ARTICLE XI: STANDING COMMITTEES
All committees of this organization shall be appointed by the Board of Officers and their term of office shall be for a period of one year or less if sooner terminated by the action of the Board of Directors.
All committees may be subject to joint committee status. Standing committees shall be: Financial, Fundraising, Veteran Affairs, State Coordinator/Rep Director, Historian
•Financial – Oversees development of the budget; monitoring and accountability for funds; ensures adequate financial controls; and shall conduct an internal audit on a semi-annual basis of the organization’s books. •Fundraising – Oversees development and implementation of the Fundraising Plan; identifies and solicits funds from external sources of support.
ARTICLE XII: DUES
This organization does not charge dues.
ARTICLE XIII:CONFLICT OF INTEREST POLICY
The organization will handle any potential conflict of interests as defined in the “Conflict of Interest Policy” attached to these By-Laws.
ARTICLE XIIII: AMENDMENTS
These By-laws may be amended subject to approval of a vote of two-thirds of the sitting board.
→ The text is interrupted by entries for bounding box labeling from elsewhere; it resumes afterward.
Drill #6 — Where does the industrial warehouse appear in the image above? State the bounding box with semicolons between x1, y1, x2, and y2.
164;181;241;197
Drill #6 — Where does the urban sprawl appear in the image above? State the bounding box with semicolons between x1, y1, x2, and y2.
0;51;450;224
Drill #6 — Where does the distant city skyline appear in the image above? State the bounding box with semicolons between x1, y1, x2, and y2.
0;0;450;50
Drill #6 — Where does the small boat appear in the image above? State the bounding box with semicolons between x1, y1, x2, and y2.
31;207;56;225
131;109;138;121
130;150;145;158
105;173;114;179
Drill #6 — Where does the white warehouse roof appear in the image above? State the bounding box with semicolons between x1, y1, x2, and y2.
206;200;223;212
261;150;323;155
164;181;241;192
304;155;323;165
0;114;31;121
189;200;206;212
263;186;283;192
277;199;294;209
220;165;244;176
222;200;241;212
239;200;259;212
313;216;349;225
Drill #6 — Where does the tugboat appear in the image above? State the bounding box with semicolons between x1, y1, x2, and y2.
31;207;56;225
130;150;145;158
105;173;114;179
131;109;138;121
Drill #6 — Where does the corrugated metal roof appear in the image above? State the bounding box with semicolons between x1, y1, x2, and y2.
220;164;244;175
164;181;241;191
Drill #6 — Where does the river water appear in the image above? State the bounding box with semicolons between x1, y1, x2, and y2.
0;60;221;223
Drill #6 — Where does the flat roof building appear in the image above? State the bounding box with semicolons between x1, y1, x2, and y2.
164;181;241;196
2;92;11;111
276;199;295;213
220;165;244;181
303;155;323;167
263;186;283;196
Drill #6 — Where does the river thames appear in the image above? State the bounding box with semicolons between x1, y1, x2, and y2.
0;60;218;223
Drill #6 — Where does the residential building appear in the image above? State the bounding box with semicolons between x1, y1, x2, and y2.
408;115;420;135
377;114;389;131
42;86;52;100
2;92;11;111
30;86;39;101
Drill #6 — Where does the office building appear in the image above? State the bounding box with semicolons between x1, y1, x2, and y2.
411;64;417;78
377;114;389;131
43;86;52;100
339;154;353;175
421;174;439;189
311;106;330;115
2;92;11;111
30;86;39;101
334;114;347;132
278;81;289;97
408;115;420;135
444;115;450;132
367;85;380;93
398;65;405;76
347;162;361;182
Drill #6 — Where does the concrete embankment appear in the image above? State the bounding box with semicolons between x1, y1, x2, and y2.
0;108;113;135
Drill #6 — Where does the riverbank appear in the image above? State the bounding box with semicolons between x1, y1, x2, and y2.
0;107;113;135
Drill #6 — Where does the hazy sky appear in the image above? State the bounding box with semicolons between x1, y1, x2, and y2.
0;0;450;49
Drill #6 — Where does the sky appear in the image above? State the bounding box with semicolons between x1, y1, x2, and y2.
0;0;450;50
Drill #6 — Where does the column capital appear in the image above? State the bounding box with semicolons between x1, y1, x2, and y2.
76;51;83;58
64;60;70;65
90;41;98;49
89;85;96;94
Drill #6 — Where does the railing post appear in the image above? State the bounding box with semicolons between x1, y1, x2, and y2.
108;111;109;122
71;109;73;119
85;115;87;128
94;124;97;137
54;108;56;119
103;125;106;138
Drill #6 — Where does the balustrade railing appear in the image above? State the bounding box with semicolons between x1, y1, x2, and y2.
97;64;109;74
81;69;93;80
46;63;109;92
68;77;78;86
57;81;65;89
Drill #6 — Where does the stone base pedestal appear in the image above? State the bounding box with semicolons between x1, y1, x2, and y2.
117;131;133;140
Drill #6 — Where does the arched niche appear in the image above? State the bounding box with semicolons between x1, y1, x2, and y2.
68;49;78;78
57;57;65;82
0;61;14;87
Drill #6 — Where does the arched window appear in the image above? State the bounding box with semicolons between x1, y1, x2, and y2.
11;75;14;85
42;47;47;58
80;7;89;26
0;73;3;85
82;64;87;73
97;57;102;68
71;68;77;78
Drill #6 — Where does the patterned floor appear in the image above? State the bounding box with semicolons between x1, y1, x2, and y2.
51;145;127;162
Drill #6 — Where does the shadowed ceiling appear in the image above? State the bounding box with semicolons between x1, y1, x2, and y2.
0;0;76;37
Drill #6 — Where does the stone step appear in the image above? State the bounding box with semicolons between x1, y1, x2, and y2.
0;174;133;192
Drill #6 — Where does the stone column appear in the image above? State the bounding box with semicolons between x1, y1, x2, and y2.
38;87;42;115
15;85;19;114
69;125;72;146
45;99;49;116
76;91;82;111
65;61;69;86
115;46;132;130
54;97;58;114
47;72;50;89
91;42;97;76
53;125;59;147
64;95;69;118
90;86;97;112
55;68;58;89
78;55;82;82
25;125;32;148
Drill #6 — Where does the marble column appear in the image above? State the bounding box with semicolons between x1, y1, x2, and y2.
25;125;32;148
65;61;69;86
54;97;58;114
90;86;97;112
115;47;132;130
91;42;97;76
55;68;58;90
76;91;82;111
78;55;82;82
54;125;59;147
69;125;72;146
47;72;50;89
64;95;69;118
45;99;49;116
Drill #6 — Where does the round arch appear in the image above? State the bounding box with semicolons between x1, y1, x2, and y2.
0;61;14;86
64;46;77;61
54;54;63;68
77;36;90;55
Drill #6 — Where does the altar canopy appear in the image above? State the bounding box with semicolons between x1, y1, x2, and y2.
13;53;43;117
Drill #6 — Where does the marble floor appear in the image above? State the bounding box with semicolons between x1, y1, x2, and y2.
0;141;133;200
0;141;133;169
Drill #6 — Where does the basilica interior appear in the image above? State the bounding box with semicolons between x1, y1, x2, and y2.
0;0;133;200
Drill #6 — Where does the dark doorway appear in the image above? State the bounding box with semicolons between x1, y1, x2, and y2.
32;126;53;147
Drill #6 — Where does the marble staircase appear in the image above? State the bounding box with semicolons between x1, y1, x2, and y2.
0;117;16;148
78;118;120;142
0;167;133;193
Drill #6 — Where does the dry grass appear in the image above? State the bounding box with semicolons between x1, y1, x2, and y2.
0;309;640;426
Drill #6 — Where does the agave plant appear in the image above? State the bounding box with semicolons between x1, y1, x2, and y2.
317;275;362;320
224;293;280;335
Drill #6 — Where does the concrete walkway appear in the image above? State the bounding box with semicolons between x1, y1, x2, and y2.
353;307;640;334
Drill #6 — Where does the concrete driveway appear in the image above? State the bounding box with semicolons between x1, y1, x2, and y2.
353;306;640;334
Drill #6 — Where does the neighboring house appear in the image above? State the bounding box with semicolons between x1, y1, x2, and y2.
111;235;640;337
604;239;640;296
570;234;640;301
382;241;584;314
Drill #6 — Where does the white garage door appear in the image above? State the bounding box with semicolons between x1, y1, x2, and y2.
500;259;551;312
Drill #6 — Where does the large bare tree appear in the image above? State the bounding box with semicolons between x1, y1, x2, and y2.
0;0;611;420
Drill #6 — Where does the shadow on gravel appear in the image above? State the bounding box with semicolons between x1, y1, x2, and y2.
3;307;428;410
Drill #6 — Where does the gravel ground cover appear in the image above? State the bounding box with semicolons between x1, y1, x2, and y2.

a.By a vote of the Board on December 19, 2006 it was agreed upon to abolish the Executive Vice President position. b.These By-Laws were reviewed and approved at a regular meeting of The Silver Star Families of America Board of Directors on the 30th day of January, 2006. c.At their regularly scheduled meeting on 4 June 2007, The Silver Star Families of America voted to make the Founders of the organization, or their heirs, the ultimate authority over the organization regardless of their positions held with the organization. This includes but is not limited to dismissing the board in its entirety when the founders or their heirs determine that the mission of the organization has deviated from its originally intended purpose or is in violation of any IRS regulation, state or federal law or anything that might affect its tax exempt 501 C 3 status d.By vote of the Board on December 18, 2007 the following amendments were reviewed, voted on and approved: •Appraisal of the President’s performance will be conducted every six months. •President will submit to the Board a Budget for the upcoming year that will be evaluated to insure the expenditures support the overall mission of the SSFOA and that sufficient accounting procedures are in place. •At least two face to face meeting of the Board of Directors will take place every year. •The Board of Directors will establish a committee to evaluate the organization’s performance and give suggestions to the Board on future requirements to meet our mission. •Make sure that unrestricted net assets available for use is not more than three times the size of the past year's expenses or three times the size of the current year's budget, whichever is higher. •It shall be the policy of the SSFOA to promptly act on any complaints brought to our attention by the BBB Wise Giving Alliance. •By vote at the regular Board Meeting, January 7, 2008, SSFOA chose and added an Executive Committee. ____________________________________
Janie Orman, President
At a special meeting of the Board of Directors on 3-2-14 the By-laws where hereby amended:
a. By virtue of election by a majority of the membership, the National President shall be chairman of the Board of Directors. b.However the position of Chief Executive Officer is hereby created and will be tasked with the day to day operation of the organization. The CEO will not be eligible to chair the Board. c.The mission of the Silver Star Families of America Is hereby amended to include the addition of assisting our homeless and very low income veterans hereby referred to as “veterans in need.”